PITTSBURG, Kan. — Pittsburg Community Schools Board of Education held an emergency meeting Thursday to discuss changes to their back-to-school plan as the first “real” semester since the pandemic hit comes to a close.  

“Since we have been in school, we have learned a lot of lessons,” Superintendent Richard Proffitt said.  

The changes centered around students that elect to do virtual learning instead of in-person. According to Proffitt, for the fall 2020 semester, USD 250’s administration basically let anyone who wanted to, be a virtual learner.  

“When we went into this year, we just allowed pretty much anybody to say, ‘hey I want to go remote,’” Proffitt said. “When we look at this revised plan the remote learning is going to be looked at differently.” 

Students who want to be remote learners will have to apply and if they meet certain criteria, they will be allowed to be remote.  

“The school district has an obligation to make sure that academic progress is being made,” Proffitt said. “And the district also has the obligation of placing those kids in an environment where they believe they are going to be the most successful.” 

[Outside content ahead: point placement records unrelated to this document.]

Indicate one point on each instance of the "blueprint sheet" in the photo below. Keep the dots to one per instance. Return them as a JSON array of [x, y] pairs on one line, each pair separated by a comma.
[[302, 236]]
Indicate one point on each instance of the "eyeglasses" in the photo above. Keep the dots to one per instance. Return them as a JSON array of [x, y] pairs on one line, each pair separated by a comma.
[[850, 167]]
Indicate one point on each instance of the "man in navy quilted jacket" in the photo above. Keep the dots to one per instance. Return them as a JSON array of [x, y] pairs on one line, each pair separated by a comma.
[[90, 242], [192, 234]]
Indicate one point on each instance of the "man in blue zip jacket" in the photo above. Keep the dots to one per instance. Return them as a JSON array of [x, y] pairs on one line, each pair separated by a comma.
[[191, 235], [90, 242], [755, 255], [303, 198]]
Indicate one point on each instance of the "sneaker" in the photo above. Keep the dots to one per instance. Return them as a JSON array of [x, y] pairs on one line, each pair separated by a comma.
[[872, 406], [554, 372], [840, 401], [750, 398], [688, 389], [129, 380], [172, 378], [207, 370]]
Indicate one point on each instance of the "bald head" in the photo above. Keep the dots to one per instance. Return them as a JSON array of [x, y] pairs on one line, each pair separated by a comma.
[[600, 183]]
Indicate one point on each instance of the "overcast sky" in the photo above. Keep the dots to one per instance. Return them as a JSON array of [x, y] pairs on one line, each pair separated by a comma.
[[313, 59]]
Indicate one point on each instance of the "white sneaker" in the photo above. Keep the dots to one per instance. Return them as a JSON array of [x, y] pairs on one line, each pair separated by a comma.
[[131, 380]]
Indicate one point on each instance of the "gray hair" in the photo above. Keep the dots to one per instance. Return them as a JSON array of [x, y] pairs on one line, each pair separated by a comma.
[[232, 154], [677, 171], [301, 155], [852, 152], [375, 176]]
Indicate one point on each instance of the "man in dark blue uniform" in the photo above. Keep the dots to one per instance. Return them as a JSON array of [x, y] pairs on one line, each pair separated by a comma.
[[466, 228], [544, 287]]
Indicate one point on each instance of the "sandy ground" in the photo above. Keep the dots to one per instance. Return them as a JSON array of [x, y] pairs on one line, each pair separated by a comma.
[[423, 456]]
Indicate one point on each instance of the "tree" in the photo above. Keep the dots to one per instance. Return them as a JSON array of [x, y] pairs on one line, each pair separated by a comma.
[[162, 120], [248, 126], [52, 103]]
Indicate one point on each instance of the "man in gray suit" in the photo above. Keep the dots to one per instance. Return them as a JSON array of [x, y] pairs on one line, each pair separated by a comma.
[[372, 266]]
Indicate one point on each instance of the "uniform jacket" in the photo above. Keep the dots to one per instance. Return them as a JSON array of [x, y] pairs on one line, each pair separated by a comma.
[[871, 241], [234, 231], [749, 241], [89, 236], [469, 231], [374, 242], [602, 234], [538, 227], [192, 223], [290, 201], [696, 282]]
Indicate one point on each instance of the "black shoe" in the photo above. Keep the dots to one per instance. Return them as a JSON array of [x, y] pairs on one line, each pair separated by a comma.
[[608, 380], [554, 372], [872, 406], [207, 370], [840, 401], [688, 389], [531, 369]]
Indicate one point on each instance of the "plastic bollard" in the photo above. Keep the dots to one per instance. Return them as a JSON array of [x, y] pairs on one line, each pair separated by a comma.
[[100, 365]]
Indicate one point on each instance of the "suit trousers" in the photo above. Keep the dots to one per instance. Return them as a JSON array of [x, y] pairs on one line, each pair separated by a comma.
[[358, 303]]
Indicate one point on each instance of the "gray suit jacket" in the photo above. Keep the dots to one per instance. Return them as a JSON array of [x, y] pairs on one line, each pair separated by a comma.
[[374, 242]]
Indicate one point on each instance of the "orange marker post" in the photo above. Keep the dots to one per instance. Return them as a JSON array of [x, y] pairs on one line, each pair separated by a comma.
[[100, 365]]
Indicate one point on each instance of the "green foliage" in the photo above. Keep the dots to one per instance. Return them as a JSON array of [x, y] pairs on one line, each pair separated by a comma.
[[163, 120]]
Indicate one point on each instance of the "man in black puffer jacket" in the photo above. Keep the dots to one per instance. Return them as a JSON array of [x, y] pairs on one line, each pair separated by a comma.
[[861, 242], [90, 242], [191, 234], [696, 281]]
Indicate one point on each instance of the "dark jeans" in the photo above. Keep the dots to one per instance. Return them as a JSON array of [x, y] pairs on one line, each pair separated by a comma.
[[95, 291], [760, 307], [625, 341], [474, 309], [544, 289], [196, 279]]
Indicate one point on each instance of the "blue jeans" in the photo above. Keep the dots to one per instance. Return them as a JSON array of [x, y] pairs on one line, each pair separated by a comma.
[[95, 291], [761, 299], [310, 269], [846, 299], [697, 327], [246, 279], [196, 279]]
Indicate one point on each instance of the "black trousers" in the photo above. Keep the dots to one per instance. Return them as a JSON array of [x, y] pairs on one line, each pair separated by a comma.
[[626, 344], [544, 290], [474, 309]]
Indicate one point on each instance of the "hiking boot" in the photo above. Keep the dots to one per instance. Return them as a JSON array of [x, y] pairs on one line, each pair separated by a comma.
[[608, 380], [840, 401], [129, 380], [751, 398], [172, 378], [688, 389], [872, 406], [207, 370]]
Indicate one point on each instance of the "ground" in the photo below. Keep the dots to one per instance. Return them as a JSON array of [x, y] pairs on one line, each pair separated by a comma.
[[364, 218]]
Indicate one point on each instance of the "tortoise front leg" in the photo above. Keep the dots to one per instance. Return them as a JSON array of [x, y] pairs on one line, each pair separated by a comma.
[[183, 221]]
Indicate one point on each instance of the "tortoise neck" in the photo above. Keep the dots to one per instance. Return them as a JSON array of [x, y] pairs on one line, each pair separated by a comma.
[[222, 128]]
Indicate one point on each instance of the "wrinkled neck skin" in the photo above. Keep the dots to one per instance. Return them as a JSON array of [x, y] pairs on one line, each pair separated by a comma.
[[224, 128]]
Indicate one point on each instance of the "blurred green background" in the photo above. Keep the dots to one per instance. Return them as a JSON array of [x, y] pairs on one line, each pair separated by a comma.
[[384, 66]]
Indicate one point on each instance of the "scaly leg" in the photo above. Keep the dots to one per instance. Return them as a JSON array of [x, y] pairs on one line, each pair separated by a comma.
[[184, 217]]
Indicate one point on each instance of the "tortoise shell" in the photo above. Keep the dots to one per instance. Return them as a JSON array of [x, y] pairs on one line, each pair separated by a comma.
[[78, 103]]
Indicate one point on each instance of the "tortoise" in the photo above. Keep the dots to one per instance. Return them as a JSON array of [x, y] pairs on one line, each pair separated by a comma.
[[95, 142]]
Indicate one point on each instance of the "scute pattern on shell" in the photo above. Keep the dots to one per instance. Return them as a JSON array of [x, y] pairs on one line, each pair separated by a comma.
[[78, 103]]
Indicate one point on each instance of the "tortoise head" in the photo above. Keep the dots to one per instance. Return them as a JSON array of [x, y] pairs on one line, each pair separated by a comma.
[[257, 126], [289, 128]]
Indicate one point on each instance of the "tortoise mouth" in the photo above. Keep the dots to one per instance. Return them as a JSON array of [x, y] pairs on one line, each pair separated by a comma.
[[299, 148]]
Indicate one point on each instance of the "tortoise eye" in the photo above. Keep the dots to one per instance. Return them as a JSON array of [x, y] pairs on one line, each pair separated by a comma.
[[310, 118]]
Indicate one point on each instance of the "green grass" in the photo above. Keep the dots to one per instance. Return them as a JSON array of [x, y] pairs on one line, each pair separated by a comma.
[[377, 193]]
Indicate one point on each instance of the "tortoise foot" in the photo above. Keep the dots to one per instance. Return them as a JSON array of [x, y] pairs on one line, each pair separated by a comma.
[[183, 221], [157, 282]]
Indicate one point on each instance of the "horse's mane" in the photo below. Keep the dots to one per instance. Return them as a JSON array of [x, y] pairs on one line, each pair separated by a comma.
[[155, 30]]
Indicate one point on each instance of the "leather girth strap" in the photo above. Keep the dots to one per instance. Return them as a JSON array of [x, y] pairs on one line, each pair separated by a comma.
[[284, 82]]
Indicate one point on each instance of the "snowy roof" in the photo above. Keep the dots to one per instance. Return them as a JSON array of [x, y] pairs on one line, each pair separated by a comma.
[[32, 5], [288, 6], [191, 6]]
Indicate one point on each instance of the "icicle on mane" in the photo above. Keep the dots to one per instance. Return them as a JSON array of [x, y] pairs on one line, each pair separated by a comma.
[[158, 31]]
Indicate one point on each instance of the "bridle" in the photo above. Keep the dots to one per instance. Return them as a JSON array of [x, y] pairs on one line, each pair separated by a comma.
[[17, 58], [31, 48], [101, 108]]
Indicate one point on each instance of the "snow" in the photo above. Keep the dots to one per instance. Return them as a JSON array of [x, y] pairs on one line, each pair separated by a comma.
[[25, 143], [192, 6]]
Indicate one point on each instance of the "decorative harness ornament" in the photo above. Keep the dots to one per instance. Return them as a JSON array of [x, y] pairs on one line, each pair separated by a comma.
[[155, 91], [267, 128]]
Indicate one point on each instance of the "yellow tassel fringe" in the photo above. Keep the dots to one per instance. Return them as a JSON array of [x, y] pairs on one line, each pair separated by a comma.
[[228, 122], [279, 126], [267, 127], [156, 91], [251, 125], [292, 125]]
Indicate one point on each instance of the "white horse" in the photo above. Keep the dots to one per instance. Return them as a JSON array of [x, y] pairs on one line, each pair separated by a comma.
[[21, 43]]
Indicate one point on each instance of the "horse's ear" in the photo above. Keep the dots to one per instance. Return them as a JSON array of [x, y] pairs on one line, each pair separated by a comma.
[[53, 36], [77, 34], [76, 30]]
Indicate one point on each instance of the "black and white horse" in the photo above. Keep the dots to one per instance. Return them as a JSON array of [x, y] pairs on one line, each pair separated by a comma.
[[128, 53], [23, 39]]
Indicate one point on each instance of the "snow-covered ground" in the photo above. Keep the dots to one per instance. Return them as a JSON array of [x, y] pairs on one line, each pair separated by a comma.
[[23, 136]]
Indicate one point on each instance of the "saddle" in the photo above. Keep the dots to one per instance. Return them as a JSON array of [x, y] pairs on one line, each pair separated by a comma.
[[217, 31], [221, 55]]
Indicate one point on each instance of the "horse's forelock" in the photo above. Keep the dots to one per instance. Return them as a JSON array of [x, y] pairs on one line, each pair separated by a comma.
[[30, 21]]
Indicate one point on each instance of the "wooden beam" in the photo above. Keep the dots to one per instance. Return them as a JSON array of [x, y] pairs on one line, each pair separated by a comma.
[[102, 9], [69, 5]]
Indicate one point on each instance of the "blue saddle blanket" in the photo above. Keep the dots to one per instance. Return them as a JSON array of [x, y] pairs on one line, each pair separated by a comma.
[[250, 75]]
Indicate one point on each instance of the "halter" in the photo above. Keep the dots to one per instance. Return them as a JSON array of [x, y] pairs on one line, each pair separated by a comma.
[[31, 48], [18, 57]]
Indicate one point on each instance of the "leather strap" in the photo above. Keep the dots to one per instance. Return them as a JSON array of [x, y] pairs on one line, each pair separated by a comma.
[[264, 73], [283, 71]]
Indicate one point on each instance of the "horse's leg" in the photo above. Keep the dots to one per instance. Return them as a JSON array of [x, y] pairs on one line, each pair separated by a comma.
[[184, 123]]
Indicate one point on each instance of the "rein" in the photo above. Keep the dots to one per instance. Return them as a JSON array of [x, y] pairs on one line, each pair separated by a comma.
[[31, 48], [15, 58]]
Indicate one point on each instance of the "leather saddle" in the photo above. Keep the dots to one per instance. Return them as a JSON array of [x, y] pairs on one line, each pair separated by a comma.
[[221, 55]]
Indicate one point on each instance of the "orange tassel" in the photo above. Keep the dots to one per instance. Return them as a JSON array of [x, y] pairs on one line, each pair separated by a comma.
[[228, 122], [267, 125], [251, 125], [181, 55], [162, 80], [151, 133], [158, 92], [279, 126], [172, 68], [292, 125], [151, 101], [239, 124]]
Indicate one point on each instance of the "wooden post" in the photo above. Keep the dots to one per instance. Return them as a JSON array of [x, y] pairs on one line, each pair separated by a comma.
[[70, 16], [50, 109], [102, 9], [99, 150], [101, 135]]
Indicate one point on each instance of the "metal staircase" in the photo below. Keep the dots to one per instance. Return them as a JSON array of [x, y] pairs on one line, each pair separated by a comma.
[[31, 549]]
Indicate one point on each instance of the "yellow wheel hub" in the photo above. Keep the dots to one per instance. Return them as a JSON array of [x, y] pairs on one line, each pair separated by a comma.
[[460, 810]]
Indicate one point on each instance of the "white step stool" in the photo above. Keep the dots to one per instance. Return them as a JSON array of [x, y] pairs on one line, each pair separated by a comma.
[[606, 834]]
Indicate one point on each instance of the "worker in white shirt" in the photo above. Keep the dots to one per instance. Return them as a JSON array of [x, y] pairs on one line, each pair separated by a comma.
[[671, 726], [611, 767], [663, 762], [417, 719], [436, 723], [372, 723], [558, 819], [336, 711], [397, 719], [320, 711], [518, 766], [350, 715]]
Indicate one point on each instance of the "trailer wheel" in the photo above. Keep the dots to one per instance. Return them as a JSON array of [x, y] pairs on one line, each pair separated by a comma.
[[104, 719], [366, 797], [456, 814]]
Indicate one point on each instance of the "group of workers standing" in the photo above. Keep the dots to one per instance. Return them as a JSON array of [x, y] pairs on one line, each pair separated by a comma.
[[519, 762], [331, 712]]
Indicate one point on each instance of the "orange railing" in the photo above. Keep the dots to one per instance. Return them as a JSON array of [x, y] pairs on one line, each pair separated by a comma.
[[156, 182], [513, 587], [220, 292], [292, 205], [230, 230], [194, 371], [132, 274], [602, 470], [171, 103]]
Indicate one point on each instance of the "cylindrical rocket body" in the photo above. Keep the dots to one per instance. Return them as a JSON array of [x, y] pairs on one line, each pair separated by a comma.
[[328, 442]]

The administration will be considering a student’s attendance and grades from the fall 2020 semester among a few other factors when determining whether a student will be allowed to be a remote learner.  

“If a student and/or family applies that application will be reviewed and if that student has shown some positive progress, and they’ve shown that they can handle remote learning, then that remote status will be granted,” Proffitt said. “The other students who really need that extra care and to be in-seat will be designated as an on-site learner because we have that obligation of making sure we are educating those kids.”  

The board has discussed at previous meetings the issues facing teachers and staff in regards to remote learners, and the board has been looking for solutions for months. The major concern the district has is the number of students who are remote that have completely checked out and have not engaged at all since August.   

“We had a number of students at the different levels, and probably more at the secondary buildings than any other that were just not engaging and that was a huge concern,” Proffit said.  

According to Assistant Superintendent Brad Hanson, roughly 15 percent of remote students have not been participating or engaging in school at all this semester.  

Profitt said he hopes this change will address the issue, and get kids and families reinvested in education.  

“We have an obligation,” he said.  

The board agreed with the changes and passed the plan unanimously 7-0.  

“We need some accountability for these remote learners that are not engaging,” Board Member Jason Grotheer said. “We need to be able to go back to these people and say ‘listen this just not working out. It's not good for our system. It's not good for you as a person. It's not good for you as a future graduate.’”  

Applications for remote learning next semester will go out on Monday, Nov. 23 and will close Dec. 11. Proffitt said administrators will release their decision by Dec. 18, the last day of the semester.  

“If we are going to get this going, we need to give our families plenty of time to apply,” Proffitt said. “And we need plenty of time for us to respond.”  

Proffitt said he recognizes people may be upset by this change, but highlighted that no student with a verifiable underlying health condition will be forced to be in-person, and those students will be automatically granted remote learning privileges.  

“We are not going to put those students into harm's way,” he said.  

But even with those concerns, Proffitt said that the district has continued to do a great job at eliminating community spread within the schools, and even Crawford County Public Health Officer Dr. Tim Stebbins agrees.  

"We can tell you we still think that we're safe in the K-12 schools,” Stebbins said at the County Commission meeting on Friday. “We've talked with the administrators as recently as yesterday. The isolation and quarantine cases still are not the main concern in that we're not concerned about transmission within the schools. Our concern is the logistics of managing the school overall and the illness' effects on the schools in that respect."